18 electric cooperatives breach cap on system loss


At least 18 electric cooperatives (ECs) are in breach of the 12-percent system loss cap being enforced by the Energy Regulatory Commission (ERC) within this bloc of industry players.

According to the Philippine Rural Electric Cooperatives Association Inc. (PHILRECA), of the 121 ECs in the country, only 15-percent failed to comply with the regulator-mandated level of system loss.

When it comes to the worst performers, PHILRECA noted that only five (5) ECs have logged system losses that are beyond 20-percent.

“Five ECs or 4.13-percent were reported to have exceeded 20% system loss due to problems such as pilferages, overloaded system, long distribution lines (which increase voltage drop) and delayed implementation of capital expenditure projects due to regulatory requirements,” Philreca explained; while adding that a compounding factor is also the peace and order situation in some service areas of the ECs.

The group further emphasized of the 117 ECs that were assessed, 99 posted system loss that are within the cap; and 59 of these ECs registered singe-digit system loss ranging from 1.83-percent to 9.99-percent.

For slacker ECs to step up on their adherence to the prescribed system loss cap, PHILRECA indicated they are constantly in discussion with key stakeholders – such as the National Electrification Administration (NEA), Energy Regulatory Commission (ERC), Department of Energy and National Grid Corporation of the Philippines (NGCP), so they can come up with recommendations and solutions “on how to address the concerns of these underperforming electric cooperatives.”
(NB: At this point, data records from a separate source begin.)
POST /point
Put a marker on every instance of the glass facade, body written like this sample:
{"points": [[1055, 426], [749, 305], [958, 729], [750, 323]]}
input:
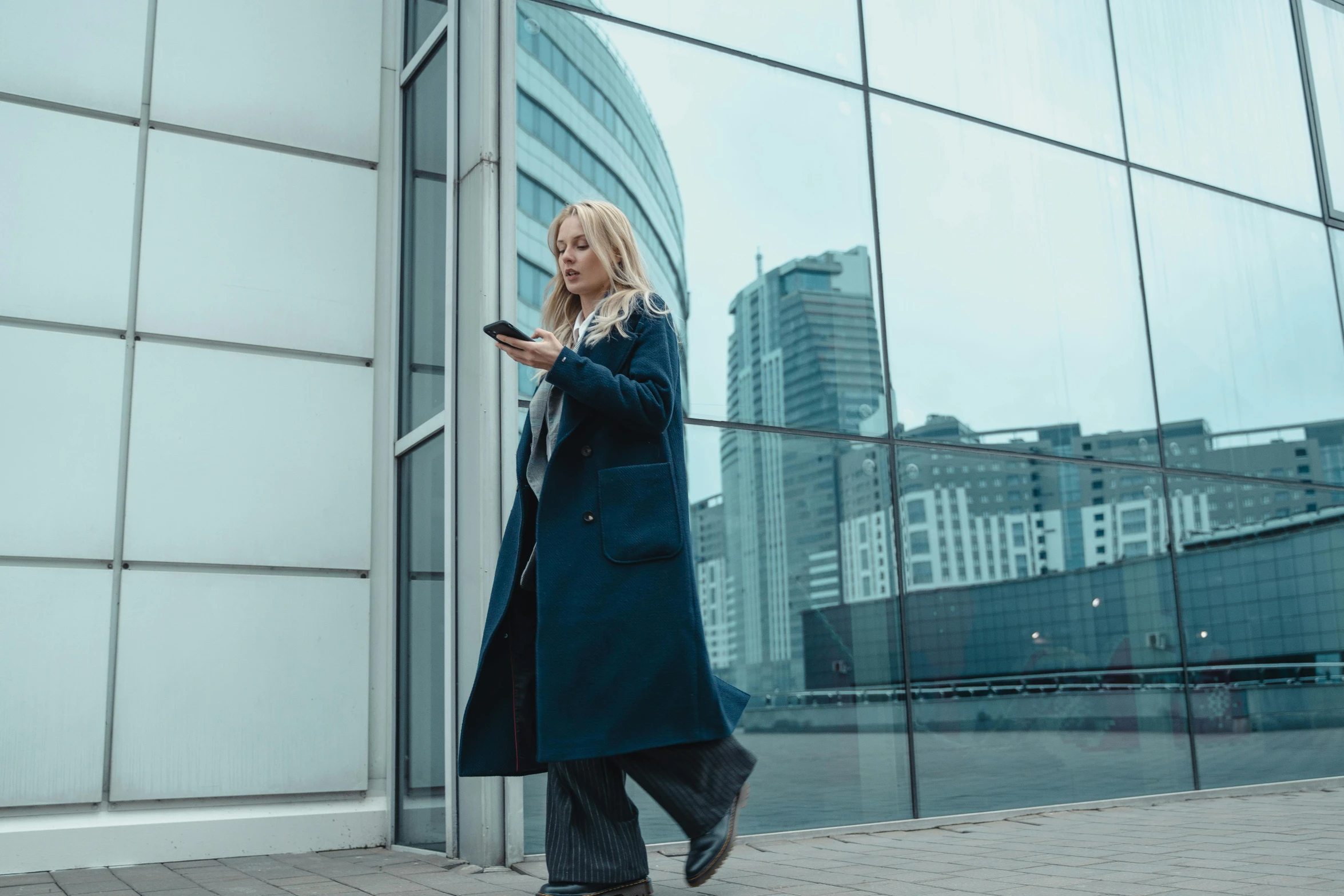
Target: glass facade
{"points": [[421, 817], [1014, 368]]}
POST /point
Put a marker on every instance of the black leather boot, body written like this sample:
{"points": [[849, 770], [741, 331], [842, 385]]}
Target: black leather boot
{"points": [[632, 889], [713, 847]]}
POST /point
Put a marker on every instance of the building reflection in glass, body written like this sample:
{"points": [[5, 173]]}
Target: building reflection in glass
{"points": [[1031, 496]]}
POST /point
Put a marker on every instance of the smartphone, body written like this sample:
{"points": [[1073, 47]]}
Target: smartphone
{"points": [[504, 328]]}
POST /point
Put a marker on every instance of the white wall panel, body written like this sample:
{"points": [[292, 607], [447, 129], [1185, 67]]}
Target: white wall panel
{"points": [[256, 246], [82, 53], [54, 674], [249, 459], [301, 73], [59, 433], [240, 684], [67, 191]]}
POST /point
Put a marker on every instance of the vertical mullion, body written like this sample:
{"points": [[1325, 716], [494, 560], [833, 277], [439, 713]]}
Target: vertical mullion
{"points": [[889, 391], [1314, 124], [1158, 414], [1314, 128], [451, 812], [507, 241], [118, 539]]}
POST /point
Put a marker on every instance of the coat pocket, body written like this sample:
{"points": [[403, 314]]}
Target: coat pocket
{"points": [[639, 513]]}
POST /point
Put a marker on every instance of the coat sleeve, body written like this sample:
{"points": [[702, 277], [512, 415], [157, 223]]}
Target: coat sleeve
{"points": [[646, 398]]}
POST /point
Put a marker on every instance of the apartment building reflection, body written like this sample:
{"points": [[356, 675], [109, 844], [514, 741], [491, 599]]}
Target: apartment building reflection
{"points": [[1018, 550], [804, 354]]}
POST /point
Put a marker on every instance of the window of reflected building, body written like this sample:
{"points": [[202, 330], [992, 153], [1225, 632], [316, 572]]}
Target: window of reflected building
{"points": [[1212, 91], [1014, 309], [1261, 571], [1246, 333], [1042, 66], [1324, 26]]}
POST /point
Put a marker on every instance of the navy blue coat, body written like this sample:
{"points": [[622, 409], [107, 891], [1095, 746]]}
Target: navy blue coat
{"points": [[620, 656]]}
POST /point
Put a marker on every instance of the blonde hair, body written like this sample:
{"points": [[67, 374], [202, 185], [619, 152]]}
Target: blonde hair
{"points": [[612, 240]]}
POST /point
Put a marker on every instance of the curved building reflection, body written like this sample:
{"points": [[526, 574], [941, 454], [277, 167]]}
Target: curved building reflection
{"points": [[584, 132]]}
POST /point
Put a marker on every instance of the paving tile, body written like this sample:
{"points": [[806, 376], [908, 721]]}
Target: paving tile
{"points": [[1260, 845], [23, 880]]}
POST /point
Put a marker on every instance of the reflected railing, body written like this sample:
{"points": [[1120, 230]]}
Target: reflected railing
{"points": [[1168, 679]]}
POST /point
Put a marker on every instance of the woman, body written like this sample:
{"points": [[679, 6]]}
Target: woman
{"points": [[593, 664]]}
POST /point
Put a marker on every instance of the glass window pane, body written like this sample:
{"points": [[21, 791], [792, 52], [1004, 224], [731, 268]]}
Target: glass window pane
{"points": [[1014, 310], [1326, 46], [1042, 66], [1246, 332], [1212, 91], [784, 327], [1042, 633], [420, 655], [421, 18], [1261, 571], [424, 244], [820, 37]]}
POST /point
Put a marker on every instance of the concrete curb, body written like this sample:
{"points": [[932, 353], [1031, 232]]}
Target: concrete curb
{"points": [[1000, 814]]}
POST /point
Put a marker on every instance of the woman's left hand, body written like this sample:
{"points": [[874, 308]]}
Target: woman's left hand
{"points": [[540, 355]]}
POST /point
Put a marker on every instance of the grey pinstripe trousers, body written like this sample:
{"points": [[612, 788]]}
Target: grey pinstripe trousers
{"points": [[592, 827]]}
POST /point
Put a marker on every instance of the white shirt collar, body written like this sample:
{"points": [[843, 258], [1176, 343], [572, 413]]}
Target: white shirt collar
{"points": [[581, 324]]}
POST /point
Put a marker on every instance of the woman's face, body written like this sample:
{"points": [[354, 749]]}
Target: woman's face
{"points": [[580, 266]]}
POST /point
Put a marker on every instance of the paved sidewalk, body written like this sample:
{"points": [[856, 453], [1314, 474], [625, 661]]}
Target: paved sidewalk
{"points": [[1264, 844]]}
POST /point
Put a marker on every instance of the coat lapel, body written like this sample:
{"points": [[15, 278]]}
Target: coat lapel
{"points": [[611, 354]]}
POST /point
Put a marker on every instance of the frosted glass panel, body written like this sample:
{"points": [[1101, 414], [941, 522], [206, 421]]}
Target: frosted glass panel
{"points": [[1326, 46], [1212, 91], [240, 684], [822, 37], [61, 412], [81, 53], [54, 668], [301, 73], [1246, 329], [1008, 264], [249, 460], [253, 246], [1035, 65], [67, 195]]}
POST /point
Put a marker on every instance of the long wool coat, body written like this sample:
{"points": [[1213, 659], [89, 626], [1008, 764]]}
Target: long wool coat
{"points": [[620, 659]]}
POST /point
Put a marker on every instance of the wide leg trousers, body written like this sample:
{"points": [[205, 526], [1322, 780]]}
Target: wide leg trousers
{"points": [[592, 827]]}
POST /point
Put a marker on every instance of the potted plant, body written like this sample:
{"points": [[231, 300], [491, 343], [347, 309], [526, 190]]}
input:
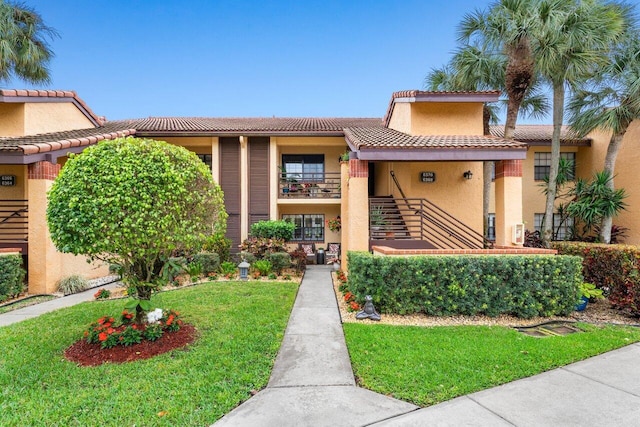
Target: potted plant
{"points": [[587, 291], [335, 224], [376, 218]]}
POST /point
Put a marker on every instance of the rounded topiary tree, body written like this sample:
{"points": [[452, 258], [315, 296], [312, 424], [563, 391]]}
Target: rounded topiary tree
{"points": [[134, 202]]}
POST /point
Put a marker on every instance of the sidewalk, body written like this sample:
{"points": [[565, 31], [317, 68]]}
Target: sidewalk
{"points": [[21, 314], [312, 384]]}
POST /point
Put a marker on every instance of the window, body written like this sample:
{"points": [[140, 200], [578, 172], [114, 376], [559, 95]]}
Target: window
{"points": [[303, 167], [560, 231], [542, 165], [491, 227], [206, 159], [308, 227]]}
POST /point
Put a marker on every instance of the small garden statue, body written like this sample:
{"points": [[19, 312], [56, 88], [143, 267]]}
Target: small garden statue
{"points": [[369, 311]]}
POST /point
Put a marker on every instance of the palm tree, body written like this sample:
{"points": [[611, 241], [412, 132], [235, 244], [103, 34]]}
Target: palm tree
{"points": [[505, 30], [475, 67], [24, 50], [571, 40], [611, 101]]}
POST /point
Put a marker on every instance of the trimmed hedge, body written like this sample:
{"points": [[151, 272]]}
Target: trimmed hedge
{"points": [[613, 268], [210, 261], [521, 285], [11, 276]]}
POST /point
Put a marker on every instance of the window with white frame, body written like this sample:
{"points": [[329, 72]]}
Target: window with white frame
{"points": [[206, 159], [303, 167], [309, 227], [561, 229], [491, 227], [542, 165]]}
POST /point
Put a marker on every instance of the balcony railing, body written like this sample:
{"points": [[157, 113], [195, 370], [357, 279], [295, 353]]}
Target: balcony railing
{"points": [[14, 221], [310, 185]]}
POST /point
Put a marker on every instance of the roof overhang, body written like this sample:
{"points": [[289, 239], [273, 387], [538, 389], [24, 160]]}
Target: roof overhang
{"points": [[440, 154], [50, 96]]}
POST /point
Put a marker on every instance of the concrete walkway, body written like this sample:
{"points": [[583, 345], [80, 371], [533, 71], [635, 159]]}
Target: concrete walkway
{"points": [[32, 311], [312, 384]]}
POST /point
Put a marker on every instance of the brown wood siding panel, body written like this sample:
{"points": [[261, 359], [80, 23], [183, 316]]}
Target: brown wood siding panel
{"points": [[230, 184], [258, 179]]}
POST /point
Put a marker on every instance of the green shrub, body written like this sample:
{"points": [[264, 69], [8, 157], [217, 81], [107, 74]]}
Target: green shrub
{"points": [[273, 230], [72, 284], [280, 261], [228, 268], [263, 266], [261, 247], [220, 245], [11, 276], [613, 268], [246, 256], [210, 261], [523, 286]]}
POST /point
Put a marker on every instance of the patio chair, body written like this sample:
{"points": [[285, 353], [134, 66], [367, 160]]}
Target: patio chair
{"points": [[333, 252], [310, 250]]}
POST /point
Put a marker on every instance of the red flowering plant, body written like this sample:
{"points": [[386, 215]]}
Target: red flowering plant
{"points": [[102, 294], [108, 334], [352, 304]]}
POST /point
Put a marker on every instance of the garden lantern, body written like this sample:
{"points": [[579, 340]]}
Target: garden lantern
{"points": [[244, 270]]}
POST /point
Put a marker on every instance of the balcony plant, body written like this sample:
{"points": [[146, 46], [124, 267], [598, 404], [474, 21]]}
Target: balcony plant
{"points": [[376, 218]]}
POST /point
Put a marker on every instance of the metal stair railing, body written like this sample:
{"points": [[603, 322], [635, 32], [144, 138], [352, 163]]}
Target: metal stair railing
{"points": [[14, 221]]}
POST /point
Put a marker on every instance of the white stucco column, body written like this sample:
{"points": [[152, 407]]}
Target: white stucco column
{"points": [[244, 188], [215, 158], [273, 178], [508, 188], [356, 207]]}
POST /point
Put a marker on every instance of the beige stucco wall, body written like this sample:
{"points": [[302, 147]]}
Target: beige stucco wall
{"points": [[401, 117], [43, 117], [444, 118], [46, 265], [437, 118], [458, 196], [11, 119], [19, 191], [626, 174]]}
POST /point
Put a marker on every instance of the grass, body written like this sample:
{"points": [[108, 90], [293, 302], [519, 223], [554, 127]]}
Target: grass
{"points": [[241, 325], [26, 303], [426, 366]]}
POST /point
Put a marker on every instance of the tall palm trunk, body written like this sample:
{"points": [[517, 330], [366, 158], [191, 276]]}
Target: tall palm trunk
{"points": [[558, 113], [518, 78], [609, 165]]}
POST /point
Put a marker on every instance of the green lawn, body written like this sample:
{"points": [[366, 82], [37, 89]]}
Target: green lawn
{"points": [[426, 366], [25, 303], [241, 325]]}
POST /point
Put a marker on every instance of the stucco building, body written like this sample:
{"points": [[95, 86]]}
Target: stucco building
{"points": [[413, 178]]}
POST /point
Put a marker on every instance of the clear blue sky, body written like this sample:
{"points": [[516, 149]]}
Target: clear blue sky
{"points": [[139, 58]]}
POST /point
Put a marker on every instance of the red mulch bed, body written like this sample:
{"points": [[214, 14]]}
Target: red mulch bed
{"points": [[85, 354]]}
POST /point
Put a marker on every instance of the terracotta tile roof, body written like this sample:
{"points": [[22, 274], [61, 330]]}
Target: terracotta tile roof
{"points": [[15, 95], [41, 143], [372, 137], [248, 126], [439, 96], [541, 134]]}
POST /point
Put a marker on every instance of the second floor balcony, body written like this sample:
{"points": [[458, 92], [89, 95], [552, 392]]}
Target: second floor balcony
{"points": [[315, 185]]}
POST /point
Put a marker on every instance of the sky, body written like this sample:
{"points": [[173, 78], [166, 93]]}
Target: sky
{"points": [[225, 58]]}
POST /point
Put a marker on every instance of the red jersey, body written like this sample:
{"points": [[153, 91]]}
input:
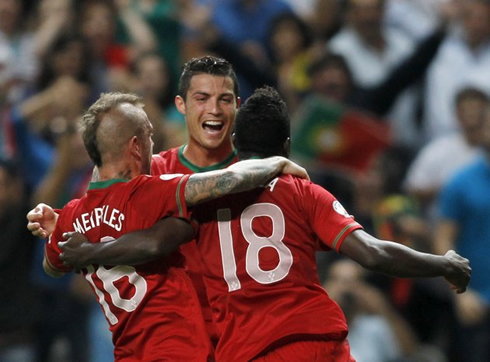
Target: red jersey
{"points": [[173, 161], [259, 265], [152, 309]]}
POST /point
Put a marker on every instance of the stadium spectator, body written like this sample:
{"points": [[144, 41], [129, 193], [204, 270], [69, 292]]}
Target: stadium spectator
{"points": [[464, 211], [462, 61]]}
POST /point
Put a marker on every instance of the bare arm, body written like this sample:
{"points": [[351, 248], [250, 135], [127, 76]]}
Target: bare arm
{"points": [[397, 260], [42, 220], [242, 176], [130, 249]]}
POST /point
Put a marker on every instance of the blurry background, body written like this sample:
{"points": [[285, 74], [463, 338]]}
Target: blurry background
{"points": [[387, 99]]}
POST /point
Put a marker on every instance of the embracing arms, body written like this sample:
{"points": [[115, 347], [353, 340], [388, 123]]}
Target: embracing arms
{"points": [[397, 260], [239, 177]]}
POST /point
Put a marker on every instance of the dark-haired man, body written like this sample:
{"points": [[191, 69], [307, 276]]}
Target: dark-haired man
{"points": [[258, 255], [152, 309], [208, 97]]}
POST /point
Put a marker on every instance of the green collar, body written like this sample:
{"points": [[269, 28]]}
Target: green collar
{"points": [[196, 169], [104, 184]]}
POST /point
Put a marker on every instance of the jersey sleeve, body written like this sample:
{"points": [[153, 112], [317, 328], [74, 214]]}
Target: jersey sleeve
{"points": [[329, 220], [162, 196]]}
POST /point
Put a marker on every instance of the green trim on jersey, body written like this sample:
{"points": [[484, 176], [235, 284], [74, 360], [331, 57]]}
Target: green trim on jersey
{"points": [[177, 194], [104, 184], [196, 169]]}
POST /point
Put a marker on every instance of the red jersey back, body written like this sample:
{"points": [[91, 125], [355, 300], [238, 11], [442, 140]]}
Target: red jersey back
{"points": [[173, 161], [152, 308], [259, 265]]}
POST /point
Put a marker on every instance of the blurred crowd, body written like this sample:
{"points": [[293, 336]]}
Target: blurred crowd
{"points": [[391, 113]]}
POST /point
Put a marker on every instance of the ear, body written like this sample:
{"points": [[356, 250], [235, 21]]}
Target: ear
{"points": [[180, 104], [135, 148], [287, 146]]}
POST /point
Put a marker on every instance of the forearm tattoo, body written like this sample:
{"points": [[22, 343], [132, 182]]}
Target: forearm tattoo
{"points": [[211, 185]]}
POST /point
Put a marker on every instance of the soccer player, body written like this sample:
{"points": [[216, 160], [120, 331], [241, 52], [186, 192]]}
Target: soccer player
{"points": [[258, 254], [152, 308], [208, 97]]}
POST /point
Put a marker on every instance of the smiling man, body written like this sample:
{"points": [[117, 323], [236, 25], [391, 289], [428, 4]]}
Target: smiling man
{"points": [[208, 97]]}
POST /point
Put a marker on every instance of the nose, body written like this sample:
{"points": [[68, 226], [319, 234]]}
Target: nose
{"points": [[214, 107]]}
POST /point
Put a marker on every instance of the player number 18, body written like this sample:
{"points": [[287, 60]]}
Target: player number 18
{"points": [[255, 244]]}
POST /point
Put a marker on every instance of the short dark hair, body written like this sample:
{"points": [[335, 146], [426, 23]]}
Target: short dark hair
{"points": [[206, 65], [93, 116], [262, 124]]}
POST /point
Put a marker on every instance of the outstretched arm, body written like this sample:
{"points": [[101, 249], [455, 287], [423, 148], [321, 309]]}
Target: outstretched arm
{"points": [[42, 220], [239, 177], [130, 249], [397, 260]]}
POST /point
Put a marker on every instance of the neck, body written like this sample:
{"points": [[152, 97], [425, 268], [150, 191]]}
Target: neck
{"points": [[117, 171], [204, 157], [249, 155]]}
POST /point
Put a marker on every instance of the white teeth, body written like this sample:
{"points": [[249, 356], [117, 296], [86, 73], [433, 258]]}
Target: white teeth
{"points": [[213, 123]]}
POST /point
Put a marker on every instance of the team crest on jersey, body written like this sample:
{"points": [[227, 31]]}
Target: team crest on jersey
{"points": [[337, 206], [170, 176]]}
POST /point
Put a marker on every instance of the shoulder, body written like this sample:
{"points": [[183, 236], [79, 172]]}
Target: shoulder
{"points": [[163, 162]]}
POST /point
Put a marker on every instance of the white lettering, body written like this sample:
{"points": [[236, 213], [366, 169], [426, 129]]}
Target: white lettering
{"points": [[97, 217], [85, 221], [273, 183]]}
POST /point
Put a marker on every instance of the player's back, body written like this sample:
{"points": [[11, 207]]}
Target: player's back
{"points": [[152, 308], [260, 269], [174, 161]]}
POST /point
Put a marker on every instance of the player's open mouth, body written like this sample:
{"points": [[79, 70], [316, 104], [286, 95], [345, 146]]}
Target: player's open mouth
{"points": [[213, 126]]}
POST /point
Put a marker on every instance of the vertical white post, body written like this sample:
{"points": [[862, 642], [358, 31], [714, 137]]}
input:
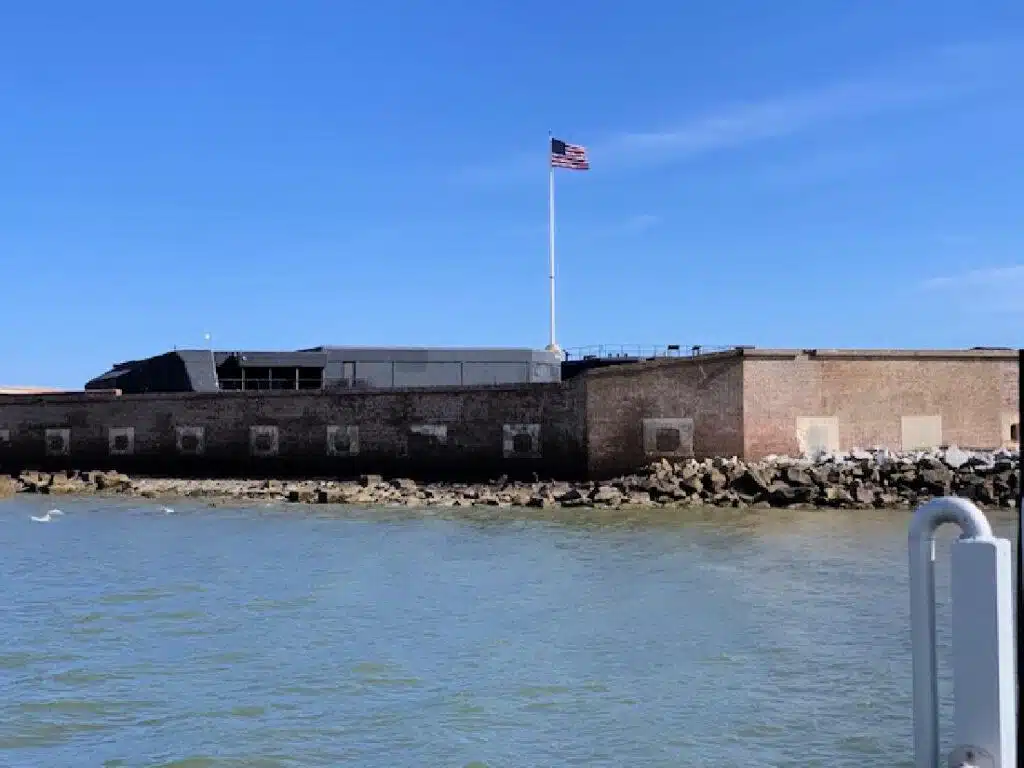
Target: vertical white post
{"points": [[552, 344], [213, 360], [983, 662], [984, 722]]}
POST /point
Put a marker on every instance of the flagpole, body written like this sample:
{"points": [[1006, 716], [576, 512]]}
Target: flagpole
{"points": [[552, 345]]}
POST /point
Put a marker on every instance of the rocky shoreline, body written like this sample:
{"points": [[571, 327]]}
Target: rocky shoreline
{"points": [[859, 479]]}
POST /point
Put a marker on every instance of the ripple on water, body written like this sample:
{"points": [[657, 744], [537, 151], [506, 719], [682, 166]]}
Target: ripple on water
{"points": [[135, 596]]}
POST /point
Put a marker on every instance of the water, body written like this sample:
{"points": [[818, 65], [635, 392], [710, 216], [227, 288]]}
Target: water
{"points": [[286, 636]]}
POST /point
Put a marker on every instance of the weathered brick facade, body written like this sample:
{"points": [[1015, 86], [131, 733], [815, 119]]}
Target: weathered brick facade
{"points": [[456, 432], [708, 390], [747, 402], [878, 397]]}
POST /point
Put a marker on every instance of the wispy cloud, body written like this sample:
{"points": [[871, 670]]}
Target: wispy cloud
{"points": [[988, 290], [996, 276], [641, 222], [937, 76]]}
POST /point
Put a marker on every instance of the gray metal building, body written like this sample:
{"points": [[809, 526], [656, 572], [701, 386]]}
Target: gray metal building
{"points": [[329, 368]]}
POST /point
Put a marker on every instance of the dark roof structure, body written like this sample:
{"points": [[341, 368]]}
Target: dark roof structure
{"points": [[329, 368]]}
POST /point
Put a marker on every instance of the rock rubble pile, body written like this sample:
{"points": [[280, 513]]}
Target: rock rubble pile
{"points": [[858, 479]]}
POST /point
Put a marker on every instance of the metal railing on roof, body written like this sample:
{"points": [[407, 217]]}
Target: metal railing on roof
{"points": [[643, 351]]}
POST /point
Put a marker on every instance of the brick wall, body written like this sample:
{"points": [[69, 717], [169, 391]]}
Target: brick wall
{"points": [[888, 398], [707, 390], [458, 432]]}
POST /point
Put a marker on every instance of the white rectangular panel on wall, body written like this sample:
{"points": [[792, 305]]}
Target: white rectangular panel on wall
{"points": [[668, 437], [189, 440], [434, 432], [57, 441], [1009, 429], [342, 440], [921, 432], [817, 434], [121, 440], [521, 440], [263, 440]]}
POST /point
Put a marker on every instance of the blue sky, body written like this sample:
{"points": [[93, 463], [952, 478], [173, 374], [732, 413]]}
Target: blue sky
{"points": [[794, 174]]}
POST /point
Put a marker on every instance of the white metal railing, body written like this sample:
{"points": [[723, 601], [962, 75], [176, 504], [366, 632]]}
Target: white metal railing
{"points": [[984, 680], [640, 350]]}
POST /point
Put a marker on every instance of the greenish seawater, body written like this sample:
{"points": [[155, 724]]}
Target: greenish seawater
{"points": [[134, 635]]}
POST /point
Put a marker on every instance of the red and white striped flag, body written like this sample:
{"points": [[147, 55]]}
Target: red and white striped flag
{"points": [[572, 157]]}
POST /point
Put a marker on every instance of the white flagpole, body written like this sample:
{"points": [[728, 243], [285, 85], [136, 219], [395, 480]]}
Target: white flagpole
{"points": [[552, 346]]}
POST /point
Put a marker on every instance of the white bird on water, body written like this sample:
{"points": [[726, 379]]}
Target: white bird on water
{"points": [[48, 517]]}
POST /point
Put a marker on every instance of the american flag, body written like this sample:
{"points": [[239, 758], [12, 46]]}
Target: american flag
{"points": [[572, 157]]}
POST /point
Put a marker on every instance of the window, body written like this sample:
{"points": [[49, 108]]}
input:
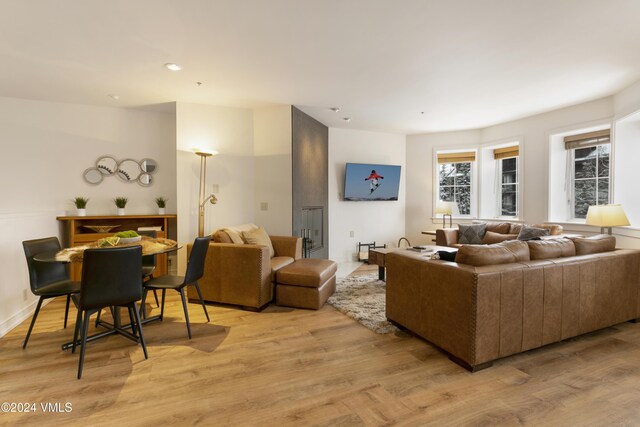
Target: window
{"points": [[509, 187], [590, 154], [454, 179]]}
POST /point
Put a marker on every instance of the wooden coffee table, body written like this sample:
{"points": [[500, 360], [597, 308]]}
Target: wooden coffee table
{"points": [[378, 257]]}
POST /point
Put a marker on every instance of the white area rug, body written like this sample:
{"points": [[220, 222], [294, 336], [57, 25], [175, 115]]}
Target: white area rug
{"points": [[363, 297]]}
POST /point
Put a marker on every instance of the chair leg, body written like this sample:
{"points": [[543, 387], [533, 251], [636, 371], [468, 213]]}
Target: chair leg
{"points": [[85, 332], [202, 300], [164, 291], [77, 330], [142, 342], [155, 295], [66, 310], [33, 322], [143, 309], [133, 324], [186, 313]]}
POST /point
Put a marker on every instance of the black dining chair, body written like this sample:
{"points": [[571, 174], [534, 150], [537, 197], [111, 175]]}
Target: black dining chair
{"points": [[47, 279], [195, 270], [149, 262], [110, 278]]}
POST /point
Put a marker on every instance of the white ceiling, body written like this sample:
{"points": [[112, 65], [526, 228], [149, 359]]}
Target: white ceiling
{"points": [[464, 63]]}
The high system loss records of some ECs had been placed on sharp focus during this week’s hearing by the House Committee on Good Government and Public Accountability, as it was no less than ERC Chairperson Agnes T. Devanadera who admitted that some ECs have more than 20-percent system loss.

PHILRECA nevertheless explained that “system loss is inherent in the distribution of electricity,” with the group emphasizing that “it is impossible scientifically to create or install a transmission or distribution facility without the system incurring any form of energy loss.”
It stressed “distribution utilities can try to lower such losses to as low as scientifically possible, but there are limitations in as far as technology and economics are concerned.”

The aggrupation of ECs added bringing system loss level to the minimum may likely require more investments for system improvements, that in turn may cost more on consumers’ pockets if the corresponding capital outlay will be passed on via their electric bills.

“Repeated simulations showed that the costs that the DUs will have to incur in investing on other necessary infrastructure will significantly outweigh any possible decrease in the system loss charge,” PHILRECA said.

It similarly argued that since capital expenditures are pass-through charge to consumers, initiatives to extremely pare system loss may “only lead to power rate increases to customers.”
PHILRECA thus noted “it is for this reason that there exists an approved system loss rate where distribution utilities are allowed to recover from the electric consumers.”